Il ne fait aucun doute que ces toutes dernières déclarations du président français ne vont pas plaire à l'appareil politico-militaire algérien.

"J'ai le plus grand respect pour le peuple algérien et j'entretiens des relations vraiment cordiales avec le président Tebboune", a-t-il déclaré, apaisant, sur France Inter, liant les tensions actuelles au travail de mémoire fait en France sur la Guerre d'Algérie.



Jeudi 30 septembre, recevant dix-jeunes issus de famille ayant intimement vécu la guerre d'Algérie, le président français s'était lâché sur l'exploitation du régime algérien de la question mémorielle. " J’étais frappé, durant ces dernières années, de voir à quel point l’histoire et les mémoires de la guerre d’Algérie étaient la matrice d’une grande partie de nos traumatismes.

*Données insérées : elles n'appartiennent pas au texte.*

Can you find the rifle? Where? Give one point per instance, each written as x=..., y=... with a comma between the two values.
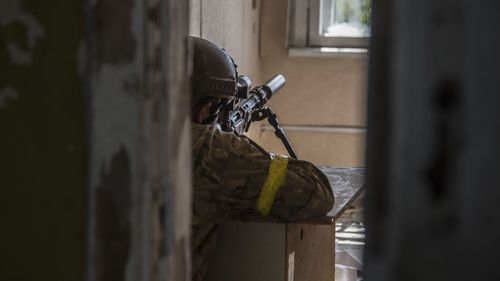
x=249, y=107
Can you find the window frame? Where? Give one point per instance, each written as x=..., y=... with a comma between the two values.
x=304, y=26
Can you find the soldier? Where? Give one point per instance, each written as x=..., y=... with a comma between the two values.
x=233, y=176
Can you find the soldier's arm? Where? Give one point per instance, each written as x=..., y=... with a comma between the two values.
x=305, y=192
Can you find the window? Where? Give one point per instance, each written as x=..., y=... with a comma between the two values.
x=329, y=23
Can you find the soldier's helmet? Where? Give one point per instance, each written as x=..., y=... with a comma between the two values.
x=214, y=72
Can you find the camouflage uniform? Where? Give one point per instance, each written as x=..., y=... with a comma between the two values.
x=229, y=172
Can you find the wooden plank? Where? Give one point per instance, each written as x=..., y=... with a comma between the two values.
x=310, y=252
x=347, y=184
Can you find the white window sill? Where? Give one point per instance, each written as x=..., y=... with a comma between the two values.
x=328, y=52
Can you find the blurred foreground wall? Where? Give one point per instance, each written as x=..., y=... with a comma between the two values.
x=433, y=209
x=95, y=146
x=43, y=153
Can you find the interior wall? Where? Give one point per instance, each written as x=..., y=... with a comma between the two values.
x=323, y=98
x=324, y=95
x=232, y=25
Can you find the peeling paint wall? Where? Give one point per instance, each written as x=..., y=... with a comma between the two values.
x=42, y=143
x=433, y=194
x=139, y=140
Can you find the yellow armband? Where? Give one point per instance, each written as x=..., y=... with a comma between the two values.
x=274, y=180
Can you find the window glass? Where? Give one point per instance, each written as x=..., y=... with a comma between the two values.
x=345, y=18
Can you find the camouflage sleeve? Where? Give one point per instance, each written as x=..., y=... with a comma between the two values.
x=233, y=170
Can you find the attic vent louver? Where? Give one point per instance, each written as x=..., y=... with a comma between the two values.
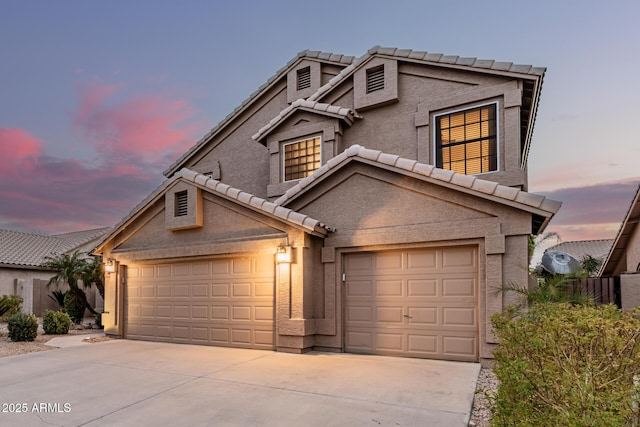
x=304, y=78
x=375, y=79
x=182, y=205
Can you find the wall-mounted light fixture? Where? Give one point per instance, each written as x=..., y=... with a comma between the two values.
x=110, y=266
x=283, y=254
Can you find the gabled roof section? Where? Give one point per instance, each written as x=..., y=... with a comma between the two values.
x=296, y=219
x=437, y=59
x=333, y=58
x=315, y=107
x=581, y=248
x=541, y=208
x=29, y=249
x=532, y=77
x=625, y=232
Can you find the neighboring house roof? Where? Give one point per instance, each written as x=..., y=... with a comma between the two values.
x=338, y=59
x=225, y=191
x=541, y=208
x=317, y=107
x=580, y=248
x=625, y=232
x=19, y=249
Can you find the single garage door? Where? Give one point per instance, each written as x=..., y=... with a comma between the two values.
x=225, y=302
x=415, y=303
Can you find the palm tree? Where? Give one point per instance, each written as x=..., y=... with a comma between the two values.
x=70, y=269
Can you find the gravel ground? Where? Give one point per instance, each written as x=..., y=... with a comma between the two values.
x=10, y=348
x=487, y=385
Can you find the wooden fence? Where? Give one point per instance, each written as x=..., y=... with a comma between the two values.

Il y a des souffrances qui ont été tues, et qui se sont construites comme étant irréconciliables. Or, je pense tout l’inverse", a-t-il dit.

Mais, ce qui a suscité la colère d'Alger c'ets le fait de critiquer "une histoire officielle totalement réécrite" par le régime algérien qui "ne s’appuie pas sur des vérités" mais sur "un discours qui repose sur une haine de la France".

De même sur la question des visas qui font l'objet de restriction, Macron a dit à ses interlocuteur du jeud dernier que la mesure ne vise pas les étudiants ni les milieux d’affaires mais "les gens qui sont dans le milieu dirigeant".